Because the view from here is…
Enigma

Should I be troubled by the fact that I am alone and almost 37 years old? I had a conversation today with someone and they said to me that they wouldn’t know what to do if they didn’t have a man in their life…that they needed a body in the bed next to them.

OK…I must be something else because I would like to have a warm body next to mine, but need one? No. Would I like to cuddle with someone on the couch and watch a movie? Sure…but need? No. Has my life ended because I don’t have a man in my life? Not quite. I used to think, after my divorce, that I was going to turn into an old hag who latched onto her son as her only source of social life…and for a moment, I did. But it was my ex-husband who stopped that. Yes, my ex-husband. He is the one who told me to get out and enjoy my life and that my son couldn’t fill that space for me. Of course, at that time I ignored him, because who in the hell wants to admit that their ex-husband is actually making some sense? But as I continue on in my life, my mind gets clearer and I realize that my son is getting older and he has to live his own life, has to become his own person. I am his mother, not his friend, not his homie, not his partner. My son does often serve as my dining out partner, but when I need to get some time with some adults, I do. And I find myself nowadays craving some adult attention. So lately, I have started to go and spend time with my friends and do 36-year-old things.

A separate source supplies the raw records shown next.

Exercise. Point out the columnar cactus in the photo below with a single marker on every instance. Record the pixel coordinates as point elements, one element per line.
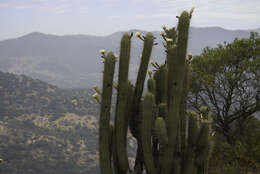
<point>170,140</point>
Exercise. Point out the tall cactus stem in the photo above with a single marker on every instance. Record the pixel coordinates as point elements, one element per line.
<point>147,124</point>
<point>121,105</point>
<point>104,128</point>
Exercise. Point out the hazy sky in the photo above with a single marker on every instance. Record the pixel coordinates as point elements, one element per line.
<point>103,17</point>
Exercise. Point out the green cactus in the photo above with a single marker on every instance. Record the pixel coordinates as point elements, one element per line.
<point>169,139</point>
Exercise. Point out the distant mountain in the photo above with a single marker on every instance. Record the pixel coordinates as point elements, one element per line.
<point>44,129</point>
<point>73,61</point>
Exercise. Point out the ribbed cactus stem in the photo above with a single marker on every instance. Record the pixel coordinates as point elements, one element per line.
<point>104,125</point>
<point>147,124</point>
<point>121,105</point>
<point>161,132</point>
<point>161,77</point>
<point>176,89</point>
<point>146,54</point>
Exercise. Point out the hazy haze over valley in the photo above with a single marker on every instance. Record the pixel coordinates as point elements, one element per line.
<point>73,61</point>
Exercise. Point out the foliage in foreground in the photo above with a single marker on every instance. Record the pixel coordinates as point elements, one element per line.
<point>158,121</point>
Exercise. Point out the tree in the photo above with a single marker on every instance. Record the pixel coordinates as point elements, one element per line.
<point>226,79</point>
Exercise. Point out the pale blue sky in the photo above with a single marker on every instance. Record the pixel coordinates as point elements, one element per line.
<point>103,17</point>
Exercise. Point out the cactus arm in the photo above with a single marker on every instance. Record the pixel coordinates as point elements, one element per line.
<point>146,54</point>
<point>104,155</point>
<point>176,88</point>
<point>146,130</point>
<point>121,105</point>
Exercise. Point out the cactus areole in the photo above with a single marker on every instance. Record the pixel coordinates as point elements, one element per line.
<point>170,140</point>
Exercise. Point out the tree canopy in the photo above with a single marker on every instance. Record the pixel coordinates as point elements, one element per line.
<point>226,79</point>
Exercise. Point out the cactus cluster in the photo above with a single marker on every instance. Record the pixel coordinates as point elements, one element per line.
<point>169,139</point>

Back to the man thing. There are times when I miss having someone here to rub my shoulders and kiss me on my neck, among other things. I patiently await my turn, though. I am not into fulfilling that space with any temporary fill-in. I want someone who is going to treat me like I deserve to be treated. I have been listening to Steve Harvey (of all people) who has stated lately that women need to have standards and requirements of how they want to be treated. I am that woman. I know what I want and do not want and won’t settle for anything less. If I know you are going to deliver less, I won’t even bother. At even the slightest inclination, I’m out. I know that sounds a little hard-ass, but there are too many games to be played, and I simply don’t have the time or patience. Nor do I have the temperament to deal with bullshit. So I’ll wait…I know it’s coming.